W sobotę, 31 sierpnia etap Vuelta a Espana miał miejsce po górzystej, 200-kilometrowej trasie prosto do miejscowości Villablino. Mimo przewyższenia nie można było wykluczać sprinterskiego finiszu, lecz bardziej spodziewany był sukces ucieczki.
Z tego powodu od samego początku miały miejsce ataki. Jednak peletonem przejechał wspólnie ponad 40 kilometrów.
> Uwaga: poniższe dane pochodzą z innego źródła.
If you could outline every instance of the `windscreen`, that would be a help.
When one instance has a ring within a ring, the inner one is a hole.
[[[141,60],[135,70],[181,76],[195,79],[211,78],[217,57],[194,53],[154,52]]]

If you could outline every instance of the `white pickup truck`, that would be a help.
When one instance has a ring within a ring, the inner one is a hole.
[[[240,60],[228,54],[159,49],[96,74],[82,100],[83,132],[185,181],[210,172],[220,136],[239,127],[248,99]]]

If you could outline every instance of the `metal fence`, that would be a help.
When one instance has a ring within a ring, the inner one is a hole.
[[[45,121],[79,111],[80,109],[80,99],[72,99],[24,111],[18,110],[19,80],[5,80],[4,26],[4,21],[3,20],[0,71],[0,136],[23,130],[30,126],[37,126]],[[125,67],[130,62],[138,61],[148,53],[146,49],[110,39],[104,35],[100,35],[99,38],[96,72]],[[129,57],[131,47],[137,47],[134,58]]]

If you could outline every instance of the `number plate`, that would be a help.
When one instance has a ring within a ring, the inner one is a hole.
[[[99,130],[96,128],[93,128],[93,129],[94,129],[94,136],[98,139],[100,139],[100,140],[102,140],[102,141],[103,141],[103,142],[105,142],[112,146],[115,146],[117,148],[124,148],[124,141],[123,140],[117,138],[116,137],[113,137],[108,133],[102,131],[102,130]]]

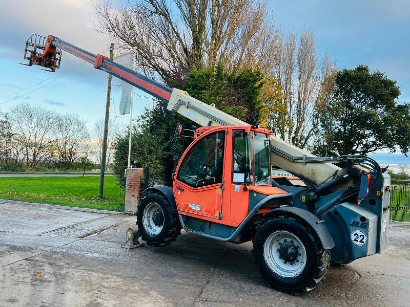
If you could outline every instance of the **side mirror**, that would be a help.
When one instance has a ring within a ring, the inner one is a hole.
[[[175,128],[175,132],[174,133],[174,136],[176,137],[180,137],[182,133],[182,130],[183,130],[183,126],[182,124],[178,124]]]
[[[186,131],[190,131],[192,133],[195,132],[195,129],[194,128],[196,129],[196,127],[195,126],[192,126],[192,129],[184,129],[183,126],[182,124],[178,124],[178,125],[175,128],[175,132],[174,133],[174,136],[175,137],[183,137],[184,138],[192,138],[192,139],[194,138],[194,137],[190,137],[189,136],[183,136],[182,135],[182,131],[184,130]]]

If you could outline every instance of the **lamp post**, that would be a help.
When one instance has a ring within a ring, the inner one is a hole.
[[[132,160],[132,167],[135,168],[137,167],[137,163],[138,163],[138,157],[135,156]]]

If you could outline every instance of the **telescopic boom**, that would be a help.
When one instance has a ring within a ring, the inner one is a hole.
[[[29,66],[39,65],[52,72],[59,68],[61,50],[64,50],[139,89],[167,104],[167,108],[176,112],[201,126],[248,125],[237,118],[218,110],[177,89],[171,89],[122,66],[101,54],[94,54],[53,35],[47,37],[33,34],[26,43],[25,59]],[[279,167],[312,184],[327,179],[340,167],[332,164],[333,158],[319,158],[308,151],[277,138],[272,141],[272,162]],[[330,163],[327,163],[330,162]],[[347,184],[348,185],[348,184]]]

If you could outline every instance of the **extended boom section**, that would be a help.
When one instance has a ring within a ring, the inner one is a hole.
[[[147,244],[168,245],[181,228],[221,241],[252,240],[263,276],[294,294],[324,280],[331,255],[332,261],[346,264],[385,248],[390,178],[373,159],[316,157],[261,125],[251,125],[52,35],[33,35],[25,58],[29,65],[53,72],[61,50],[202,126],[190,130],[193,140],[173,174],[172,187],[155,186],[142,193],[137,223]],[[176,133],[182,130],[179,125]],[[271,176],[272,164],[299,178]]]
[[[28,47],[31,47],[31,50]],[[47,37],[33,34],[26,43],[25,58],[28,65],[37,64],[54,71],[59,68],[61,51],[64,50],[94,64],[94,68],[104,71],[141,90],[167,104],[167,108],[176,112],[201,126],[233,126],[249,124],[233,116],[190,96],[188,93],[173,90],[145,76],[122,66],[106,56],[94,54],[53,35]],[[38,52],[38,51],[43,51]],[[27,52],[30,56],[27,56]],[[316,158],[308,151],[288,142],[272,138],[272,162],[309,183],[317,184],[326,180],[341,168],[324,161],[313,161]],[[292,157],[303,159],[303,163],[295,163]],[[318,165],[320,164],[320,166]]]

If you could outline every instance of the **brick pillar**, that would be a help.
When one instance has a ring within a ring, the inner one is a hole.
[[[143,183],[141,178],[144,174],[142,168],[127,168],[126,170],[127,182],[125,185],[125,204],[124,212],[131,214],[137,213],[139,202],[139,187]]]

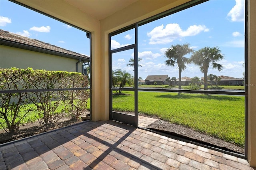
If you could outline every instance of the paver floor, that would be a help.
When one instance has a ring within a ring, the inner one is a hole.
[[[155,121],[144,119],[144,126]],[[1,170],[253,169],[245,160],[111,121],[83,122],[0,151]]]

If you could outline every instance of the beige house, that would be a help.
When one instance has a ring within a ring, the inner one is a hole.
[[[85,55],[0,30],[0,68],[83,72]],[[50,62],[49,62],[50,61]]]
[[[156,83],[157,85],[164,85],[168,84],[166,81],[168,75],[148,75],[145,79],[145,84],[146,85],[154,85]]]
[[[48,1],[46,3],[44,0],[15,1],[22,5],[90,33],[92,42],[91,109],[92,120],[94,121],[106,121],[110,119],[109,34],[126,27],[134,26],[136,27],[138,26],[138,23],[140,24],[139,22],[144,20],[144,20],[145,22],[149,22],[160,16],[164,16],[167,14],[167,11],[174,12],[204,1],[62,0]],[[255,10],[256,1],[246,0],[246,2],[247,6],[246,7],[247,7],[247,10],[246,10],[247,15],[246,16],[248,16],[248,20],[246,20],[247,24],[245,27],[247,35],[245,39],[246,45],[245,68],[247,78],[246,83],[248,85],[255,85],[256,84],[256,67],[255,67],[256,65],[256,57],[255,57],[256,56],[256,48],[255,47],[256,46],[256,10]],[[9,50],[12,49],[11,47],[6,47],[5,50],[8,48]],[[136,53],[134,53],[136,55]],[[18,59],[18,56],[16,56],[15,59]],[[2,62],[6,61],[1,61],[1,63]],[[1,64],[2,65],[2,64]],[[245,157],[251,166],[256,167],[256,126],[255,125],[256,88],[253,86],[246,87]],[[138,121],[138,117],[136,116],[135,120]]]

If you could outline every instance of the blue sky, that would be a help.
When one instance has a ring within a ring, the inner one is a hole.
[[[167,74],[178,78],[176,67],[164,64],[166,48],[172,45],[189,43],[194,50],[206,46],[220,47],[224,59],[220,72],[209,68],[208,74],[242,77],[244,68],[244,0],[210,0],[139,28],[138,76]],[[10,9],[12,10],[10,10]],[[48,17],[6,0],[0,0],[0,29],[30,38],[89,55],[86,33]],[[134,42],[134,30],[111,38],[112,48]],[[133,50],[115,53],[113,69],[125,69],[133,57]],[[190,55],[186,57],[190,57]],[[182,77],[201,77],[203,74],[193,64],[187,65]]]

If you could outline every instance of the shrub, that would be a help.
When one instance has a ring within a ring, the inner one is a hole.
[[[0,89],[1,91],[26,90],[31,86],[33,71],[31,68],[18,69],[0,69]],[[17,132],[21,121],[30,113],[29,109],[24,109],[28,103],[28,95],[25,93],[0,93],[0,118],[4,120],[5,125],[1,126],[10,133]],[[22,115],[20,113],[22,111]]]
[[[4,122],[0,121],[0,124],[4,128],[7,127],[12,133],[18,131],[21,121],[32,110],[42,118],[41,123],[46,125],[58,121],[67,111],[71,111],[71,115],[77,119],[86,109],[90,97],[86,90],[41,90],[88,87],[87,77],[79,73],[33,70],[30,68],[0,69],[0,90],[3,92],[35,90],[30,93],[0,93],[0,119]],[[34,105],[28,105],[30,103]],[[64,107],[60,106],[62,103],[65,104]],[[33,108],[29,106],[32,105]]]
[[[189,83],[189,86],[184,87],[184,89],[188,90],[198,90],[199,87],[194,83]]]

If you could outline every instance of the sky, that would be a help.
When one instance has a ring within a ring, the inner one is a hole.
[[[236,78],[244,70],[244,0],[210,0],[138,28],[138,77],[166,75],[178,77],[177,66],[164,64],[164,52],[172,45],[189,43],[194,51],[205,47],[220,48],[224,58],[221,72],[210,67],[208,74]],[[11,10],[10,10],[11,9]],[[6,0],[0,0],[0,29],[89,55],[86,33]],[[111,38],[111,48],[134,43],[134,29]],[[191,54],[185,57],[189,57]],[[127,66],[133,50],[113,54],[112,69],[134,75]],[[92,57],[93,57],[92,56]],[[198,67],[187,65],[181,77],[203,76]]]

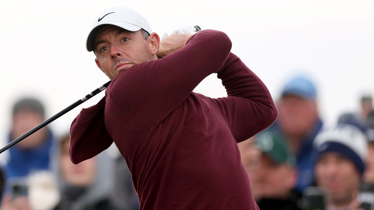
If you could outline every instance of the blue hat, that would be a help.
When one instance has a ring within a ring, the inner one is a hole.
[[[314,100],[316,95],[314,84],[309,78],[302,76],[294,77],[285,86],[282,96],[294,95]]]

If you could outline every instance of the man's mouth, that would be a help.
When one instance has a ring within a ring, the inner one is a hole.
[[[130,64],[127,63],[121,64],[116,66],[114,71],[119,71],[125,69],[127,69],[130,67],[131,67]]]

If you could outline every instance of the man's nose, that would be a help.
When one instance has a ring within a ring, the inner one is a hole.
[[[119,50],[119,48],[116,46],[112,46],[110,47],[110,55],[112,59],[115,59],[122,55],[122,53]]]

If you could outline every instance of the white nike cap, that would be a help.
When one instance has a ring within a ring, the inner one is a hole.
[[[107,9],[94,21],[86,41],[86,47],[88,52],[94,50],[96,33],[101,28],[99,26],[105,24],[116,25],[130,31],[137,31],[142,28],[150,34],[152,33],[147,20],[131,8],[119,7]]]

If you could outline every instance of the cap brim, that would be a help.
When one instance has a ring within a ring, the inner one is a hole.
[[[105,25],[115,25],[130,31],[137,31],[141,29],[141,28],[139,26],[137,26],[132,24],[123,22],[103,22],[102,24],[96,25],[90,31],[89,34],[88,34],[88,36],[87,36],[87,38],[86,41],[86,48],[88,52],[91,52],[94,50],[95,47],[94,42],[95,41],[95,38],[96,36],[96,34],[102,28],[102,26]]]

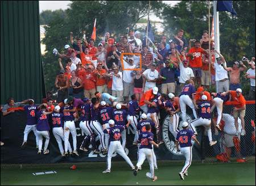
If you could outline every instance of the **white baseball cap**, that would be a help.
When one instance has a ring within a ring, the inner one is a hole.
[[[187,127],[188,126],[188,123],[187,121],[184,121],[182,123],[182,127]]]
[[[115,121],[113,120],[110,120],[109,121],[109,125],[114,125]]]
[[[147,119],[147,115],[146,113],[143,113],[141,115],[141,117],[143,119]]]
[[[121,104],[120,103],[118,103],[118,104],[117,104],[117,105],[115,105],[115,108],[116,108],[117,109],[121,109],[121,107],[122,107],[122,105],[121,105]]]
[[[207,96],[206,95],[203,95],[202,96],[202,97],[201,97],[201,99],[202,99],[203,100],[207,100]]]
[[[174,94],[172,94],[172,93],[169,93],[169,94],[168,94],[168,96],[170,99],[172,99],[172,98],[174,98],[175,96]]]
[[[59,105],[56,105],[56,106],[55,106],[55,109],[56,111],[59,111],[60,109],[60,107]]]
[[[158,92],[158,88],[157,87],[153,87],[153,94],[156,95]]]
[[[65,45],[64,46],[64,49],[67,49],[70,47],[69,45]]]
[[[105,106],[106,105],[106,102],[101,101],[101,106]]]
[[[241,89],[241,88],[237,88],[236,91],[242,93],[242,89]]]

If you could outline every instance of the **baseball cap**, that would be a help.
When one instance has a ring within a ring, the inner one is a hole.
[[[158,92],[158,88],[157,87],[153,87],[153,94],[156,95]]]
[[[188,123],[187,121],[184,121],[182,123],[182,127],[187,127],[188,126]]]
[[[106,102],[101,101],[101,106],[105,106],[106,105]]]
[[[117,109],[121,109],[121,107],[122,107],[122,105],[121,105],[121,104],[120,103],[117,104],[117,105],[115,106],[115,108]]]
[[[172,93],[169,93],[169,94],[168,94],[168,96],[170,99],[172,99],[172,98],[174,98],[175,96],[174,94],[172,94]]]
[[[141,115],[141,117],[143,119],[147,119],[147,115],[146,113],[143,113]]]
[[[67,49],[68,48],[69,48],[70,47],[70,46],[69,45],[65,45],[64,46],[64,49]]]
[[[203,95],[202,96],[202,97],[201,97],[201,99],[202,99],[203,100],[207,100],[207,96],[206,95]]]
Wówczas uformowała się ucieczka dnia, w której skład weszli Jhonatan Narvaez (INEOS Grenadiers), Xandro Meurisse (Alpecin-Deceuninck) oraz Marco Frigo (Israel - Premier Tech). Wkrótce dołączyli do nich jeszcze Harold Tejada (Astana Qazaqstan Team), Isaac del Toro (UAE Team Emirates) oraz Victor Campenaerts (Lotto Dstny).
Peleton mocno pracował jednak na to, by na finiszu walczyli sprinterzy. Tyle tylko, że z ucieczki urwali się Narvaez, Frigo i Tejada, budując nieco ponad minutową przewagę nad największą grupą.
ZOBACZ WIDEO: #dziejesiewsporcie: pogromca Błachowicza złapał oponę. Kilkanaście sekund i po sprawie!
Tejada nie był w stanie utrzymać tempa ucieczki. Później z kolei peleton wchłonął wszystkich kolarzy, którzy wcześniej zdecydowali się odskoczyć.
Gdy wydawało się, że cokolwiek wydarzy się dopiero na finiszu, to w pewnym momencie zatrzymali się Primoz Roglic i Daniel Felipe Martinez z Red Bull - Bora - hansgrohe. Okazało się, ze zajmujący 2. miejsce w klasyfikacji generalnej Słoweniec zaliczył defekt i po wymianie roweru musiał gonić peleton, co udało mu się dokonać.
Kolarze Alpecin-Deceuninck tuż przed końcem etapu znakomicie rozprowadzili Kadena Grovesa. Ten jednak i tak musiał się postarać, bo do samego końca o triumf walczył Wout van Aert. W sprinterskim finiszu lepszy okazał się jednak pierwszy z wymienionych i drugi raz w tegorocznym wyścigu odniósł zwycięstwo.
W klasyfikacji generalnej nie zmieniło się za wiele. Wciąż liderem jest Ben O'Connor z Decathlon AG24 La Mondiale, a za jego plecami plasuje się Roglic.